Scottish Conservatives float plans for civil service cuts

Institute for Fiscal Studies warns back-office and administration savings won’t fund party’s spending plans
Photo: Arch White/Alamy

By Jim Dunton

09 Apr 2026

The Scottish Conservatives have unveiled proposals for wide-ranging cuts to civil-service headcount and administrative efficiencies for the public sector in their manifesto for next month’s Holyrood elections. 

However independent think tank the Institute for Fiscal Studies questioned the credibility of the suggestion that back-office savings could fund two major tax “giveaways” proposed by the party. 

The Scottish Conservatives’ manifesto pledges to return numbers of devolved administration officials back to 2016 levels, following a decade in which the party said numbers had risen by “almost 80%”. It also commits to reducing the number of quangos in Scotland by one-quarter, based on a current figure of 130. 

The party said it would seek to protect frontline jobs across the public sector as part of the drive. The party said savings would instead be sought from back-office and administrative roles, as well as by targeting “public-sector fat cats failing to deliver for taxpayers”.

Part of the party’s proposals include a review of the value for money of public-sector exit packages. 

Savings sought in the Scottish Conservatives’ manifesto aim to offset the cost of flagship plans that would represent significant cuts to income tax and business rates, estimated to cost £3.7bn a year by 2031-32.  

David Phillips, head of devolved and local government finance at the IFS, said other additional spending set out in the manifesto would take the cost of “new measures” to around £6bn a year by the end of the parliament. 

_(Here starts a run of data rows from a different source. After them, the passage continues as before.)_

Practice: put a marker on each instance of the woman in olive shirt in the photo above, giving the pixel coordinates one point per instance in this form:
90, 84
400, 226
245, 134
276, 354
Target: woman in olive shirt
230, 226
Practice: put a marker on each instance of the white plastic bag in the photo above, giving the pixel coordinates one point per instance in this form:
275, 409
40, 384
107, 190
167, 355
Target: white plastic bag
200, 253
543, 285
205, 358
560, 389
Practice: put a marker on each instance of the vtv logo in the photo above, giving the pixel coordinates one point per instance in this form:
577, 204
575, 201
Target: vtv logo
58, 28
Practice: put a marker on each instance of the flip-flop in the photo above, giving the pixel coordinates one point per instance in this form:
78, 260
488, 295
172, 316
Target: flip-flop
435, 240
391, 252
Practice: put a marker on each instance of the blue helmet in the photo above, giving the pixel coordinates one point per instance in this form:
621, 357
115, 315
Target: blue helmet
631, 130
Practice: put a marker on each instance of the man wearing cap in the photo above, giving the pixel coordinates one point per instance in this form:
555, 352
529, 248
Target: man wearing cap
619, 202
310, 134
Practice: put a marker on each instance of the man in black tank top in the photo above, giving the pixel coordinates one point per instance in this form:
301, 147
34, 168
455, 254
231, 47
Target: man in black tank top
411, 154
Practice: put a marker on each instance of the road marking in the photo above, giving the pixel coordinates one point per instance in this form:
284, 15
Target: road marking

“These are big tax cuts and spending increases – equivalent to almost 10% of current forecasts for Scottish Government day-to-day spending in 2031,” he said.  

Phillips said that the “almost £4bn a year” the Scottish Conservatives expect to realise from various measures to reduce back-office, administration, and civil service costs was a “very large” figure relative to existing budgets. 

“Given the scale and nature of these measures, the money that will be saved is not only less certain than the cost of the tax and spending increases it is meant to help fund,” he said. “There is also no evidence that there is scope for ‘efficiencies’ of such a big scale that would avoid adverse effects on front-line services.” 

Phillips said that while the manifesto may be costed on paper, “whether it would survive contact with reality is far from clear”. 

“Giveaways on the scale proposed by the Scottish Conservatives cannot credibly be funded largely through back-office and administrative savings,” he said. “In addition to the cuts to benefits set out in the manifesto, there would likely need to be substantial cutbacks to either the range or quality of some services used by households and businesses too.” 

An IFS analysis said that the existing Scottish Spending Review already assumed big savings in both NHS board budgets and cross-government administration costs in order to protect front-line services. 

It said it is “not credible” that additional savings of the scale proposed by the Scottish Conservatives could be made without cuts to the range and quality of services provided to the residents of Scotland.  

Elsewhere in their manifesto, the Scottish Conservatives propose a further range of measures that could impact civil servants – and future civil servants.  

They include reversing a cut to working hours introduced by the governing Scottish National Party and a new “mandate” for office-working, designed to improve productivity.  

The Scottish Conservatives would also introduce a pledge requiring all civil servants to confirm they will be neutral on the question of independence when carrying out their work for the Scottish Government. 

An additional proposal is a change in recruitment rules that would stop vacancies in the civil service being advertised as requiring a university degree. The Scottish Conservatives said the move was designed to actively encourage young people apply for civil service roles.  

Scotland will head to the polls on 7 May. The Ipsos Scotland Political Pulse survey of 1,000 people, published yesterday, shows the SNP is currently expected to retain its grip on power. 

The survey framed the Scottish Green Party as on track to become Holyrood’s second biggest political force, followed by Reform UK, Labour and – in fifth place – the Scottish Conservatives.